Failure to translate properly when crossing representation boundaries is the source of injection attacks such SQL-injection attacks. Be conscientious of that whenever you are working with multiple representations/languages (e.g. Java, SQL, HTML, Javascript, XML, etc).
--
On the other hand, if you are really trying to save HTML page fragments to the database, then I am unclear by what you mean by "encoded before being stored". If its is strictly valid HTML, all the necessary values should already be encoded (e.g. &, <, etc).
The practice is to HTML encode before display.
If you are consistent about encoding before displaying, you have done a good bit of XSS prevention.
You should save the original form in your database. This preserved the original and you may want to do other processing on that and not on the encoded version.
Database vendor specific escaping on the input, html escaping on the output.
I disagree with everyone who thinks it should be decoded at display time, the chances of an attack occuring if its encoded before it reaches the database is only possible if a developer purposes decodes it before displaying it. However, if you decode it before presenting it there is always a chance that it could happen by some other newbie developer, like a new hire, or a bad implementation. If its sitting there unencoded its just waiting to pop out on the internet and spread like herpes. Losing the original data shouldnt be a concern. encode + decode should produce the same data every time. Just my two cents.
For security reasons, yes you should first convert the html to their entities and then insert into the database. Attacks such as XSS are initiated when you allow users (or rather bad guys) to use html tags and then you process/insert them in to the databse. XSS is one of the root causes of most security holes. So you definitely need to encode your html before storing it.

HTML encode user input when storing or when displaying

Simple question that keeps bugging me.
Should I HTML encode user input right away and store the encoded contents in the database, or should I store the raw values and HTML encode when displaying?
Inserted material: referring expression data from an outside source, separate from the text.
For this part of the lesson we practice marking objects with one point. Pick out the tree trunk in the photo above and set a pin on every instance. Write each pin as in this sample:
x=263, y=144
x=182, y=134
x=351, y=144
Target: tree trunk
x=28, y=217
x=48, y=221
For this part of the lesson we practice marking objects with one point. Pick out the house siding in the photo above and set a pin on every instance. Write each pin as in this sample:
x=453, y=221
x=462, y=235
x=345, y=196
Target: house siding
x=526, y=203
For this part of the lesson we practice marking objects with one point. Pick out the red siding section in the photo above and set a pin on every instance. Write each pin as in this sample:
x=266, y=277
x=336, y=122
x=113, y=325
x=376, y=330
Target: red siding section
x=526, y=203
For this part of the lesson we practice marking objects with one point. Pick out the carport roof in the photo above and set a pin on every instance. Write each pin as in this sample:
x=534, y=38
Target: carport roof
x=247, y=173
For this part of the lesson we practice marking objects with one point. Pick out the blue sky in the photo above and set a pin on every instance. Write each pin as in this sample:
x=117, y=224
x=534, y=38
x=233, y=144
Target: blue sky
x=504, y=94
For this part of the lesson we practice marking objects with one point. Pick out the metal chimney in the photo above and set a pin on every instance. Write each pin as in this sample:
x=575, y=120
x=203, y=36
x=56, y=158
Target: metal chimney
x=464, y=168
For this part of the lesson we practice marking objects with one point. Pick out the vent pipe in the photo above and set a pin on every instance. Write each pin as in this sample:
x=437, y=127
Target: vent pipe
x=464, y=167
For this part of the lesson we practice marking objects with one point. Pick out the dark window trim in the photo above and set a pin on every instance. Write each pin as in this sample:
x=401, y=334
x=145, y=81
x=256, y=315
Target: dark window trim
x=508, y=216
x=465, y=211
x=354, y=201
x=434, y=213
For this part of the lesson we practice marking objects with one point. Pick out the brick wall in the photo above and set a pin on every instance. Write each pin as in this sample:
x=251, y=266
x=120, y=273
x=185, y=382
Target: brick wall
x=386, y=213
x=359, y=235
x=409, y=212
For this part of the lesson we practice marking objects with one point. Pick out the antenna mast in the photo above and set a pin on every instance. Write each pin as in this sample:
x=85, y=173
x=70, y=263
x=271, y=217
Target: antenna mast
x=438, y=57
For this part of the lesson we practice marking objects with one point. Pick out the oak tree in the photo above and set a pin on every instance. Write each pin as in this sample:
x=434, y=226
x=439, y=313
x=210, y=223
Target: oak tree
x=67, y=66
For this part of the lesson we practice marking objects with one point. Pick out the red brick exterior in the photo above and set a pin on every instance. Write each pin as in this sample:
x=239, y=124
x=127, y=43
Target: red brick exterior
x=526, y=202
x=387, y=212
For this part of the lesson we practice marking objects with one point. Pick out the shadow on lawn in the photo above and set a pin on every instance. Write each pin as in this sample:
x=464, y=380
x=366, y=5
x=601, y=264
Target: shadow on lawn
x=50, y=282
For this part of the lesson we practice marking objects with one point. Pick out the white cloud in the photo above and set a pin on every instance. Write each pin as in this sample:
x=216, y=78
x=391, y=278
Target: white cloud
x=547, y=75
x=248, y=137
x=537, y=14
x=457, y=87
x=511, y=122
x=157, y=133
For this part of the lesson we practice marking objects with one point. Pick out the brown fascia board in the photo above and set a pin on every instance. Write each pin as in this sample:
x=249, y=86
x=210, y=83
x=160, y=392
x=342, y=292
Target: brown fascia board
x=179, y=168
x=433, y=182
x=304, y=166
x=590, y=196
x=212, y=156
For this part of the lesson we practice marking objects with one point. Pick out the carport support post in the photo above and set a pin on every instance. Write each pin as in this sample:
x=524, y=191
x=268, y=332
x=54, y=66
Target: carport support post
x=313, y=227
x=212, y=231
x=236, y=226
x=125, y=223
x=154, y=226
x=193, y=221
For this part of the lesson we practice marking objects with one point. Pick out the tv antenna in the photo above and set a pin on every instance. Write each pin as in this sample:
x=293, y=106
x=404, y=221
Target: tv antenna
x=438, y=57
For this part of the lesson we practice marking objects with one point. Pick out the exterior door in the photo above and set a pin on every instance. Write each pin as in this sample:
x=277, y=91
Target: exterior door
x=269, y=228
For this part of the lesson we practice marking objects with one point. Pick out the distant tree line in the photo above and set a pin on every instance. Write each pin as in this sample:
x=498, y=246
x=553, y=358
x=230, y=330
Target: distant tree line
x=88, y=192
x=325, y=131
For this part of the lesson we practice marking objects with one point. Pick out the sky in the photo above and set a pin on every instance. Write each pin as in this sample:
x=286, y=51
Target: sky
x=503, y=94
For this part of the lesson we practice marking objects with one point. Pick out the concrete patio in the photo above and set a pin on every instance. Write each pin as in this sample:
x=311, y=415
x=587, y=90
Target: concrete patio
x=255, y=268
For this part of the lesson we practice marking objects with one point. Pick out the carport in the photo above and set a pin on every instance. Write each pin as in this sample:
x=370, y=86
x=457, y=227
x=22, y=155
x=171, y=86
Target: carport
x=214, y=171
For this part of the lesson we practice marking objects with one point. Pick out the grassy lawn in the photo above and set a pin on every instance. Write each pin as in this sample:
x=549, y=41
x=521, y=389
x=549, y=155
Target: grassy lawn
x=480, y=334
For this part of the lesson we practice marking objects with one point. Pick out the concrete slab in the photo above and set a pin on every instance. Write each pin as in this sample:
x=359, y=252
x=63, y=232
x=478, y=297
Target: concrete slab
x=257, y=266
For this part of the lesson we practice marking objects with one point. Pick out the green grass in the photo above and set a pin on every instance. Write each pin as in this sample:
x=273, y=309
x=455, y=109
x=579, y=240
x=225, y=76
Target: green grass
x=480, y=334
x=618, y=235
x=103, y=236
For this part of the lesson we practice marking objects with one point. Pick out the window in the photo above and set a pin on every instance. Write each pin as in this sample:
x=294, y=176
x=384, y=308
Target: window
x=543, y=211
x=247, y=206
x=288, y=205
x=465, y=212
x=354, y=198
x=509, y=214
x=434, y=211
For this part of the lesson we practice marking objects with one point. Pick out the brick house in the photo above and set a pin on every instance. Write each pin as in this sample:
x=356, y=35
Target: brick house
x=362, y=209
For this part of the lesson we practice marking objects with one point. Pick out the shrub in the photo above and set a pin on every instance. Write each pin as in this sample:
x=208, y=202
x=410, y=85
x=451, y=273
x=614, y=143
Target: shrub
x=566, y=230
Storing encoded data greatly reduces the risk of a developer forgetting to encode the data when it's being displayed. However, storing the encoded data will make datamining somewhat more cumbersome and it will take up a bit more space, even though that's usually a non-issue.
i'd strongly suggest encoding information on the way out. storing raw data in the database is useful if you wish to change the way it's viewed at a certain point. the flow should be something similar to:
sanitize user input -> protect against sql injection -> db -> encode for display
think about a situation where you might want to display the information as an RSS feed instead. having to redo any HTML specific encoding before you re-display seems a bit silly. any development should always follow the "don't trust input" meme, whether that input is from a user or from the database.
Keep in mind that you may need to access the database with something that doesn't understand HTML encoded text (e.g., a reporting tool). I agree that space is a non-issue, but IMHO, putting HTML encoding in the database moves knowledge of your view/front end into the lowest tier in the application, and that is a design mistake.
The encoding should only only only be done in the display. Without exception.
Output.
With HTML you can't simply check length of a string (& is 1 character, but strlen() will tell you 5), you can easily crop it (it could break entities).
You may need to mix strings from database with strings from another source, or read and write them back. Doing this application-wide without missing any escaping and avoiding double escaping is a nightmare.
PHP tried to do similar thing with magic_quotes and it turned out to be a huge failure. Don't take magic_entities route! :)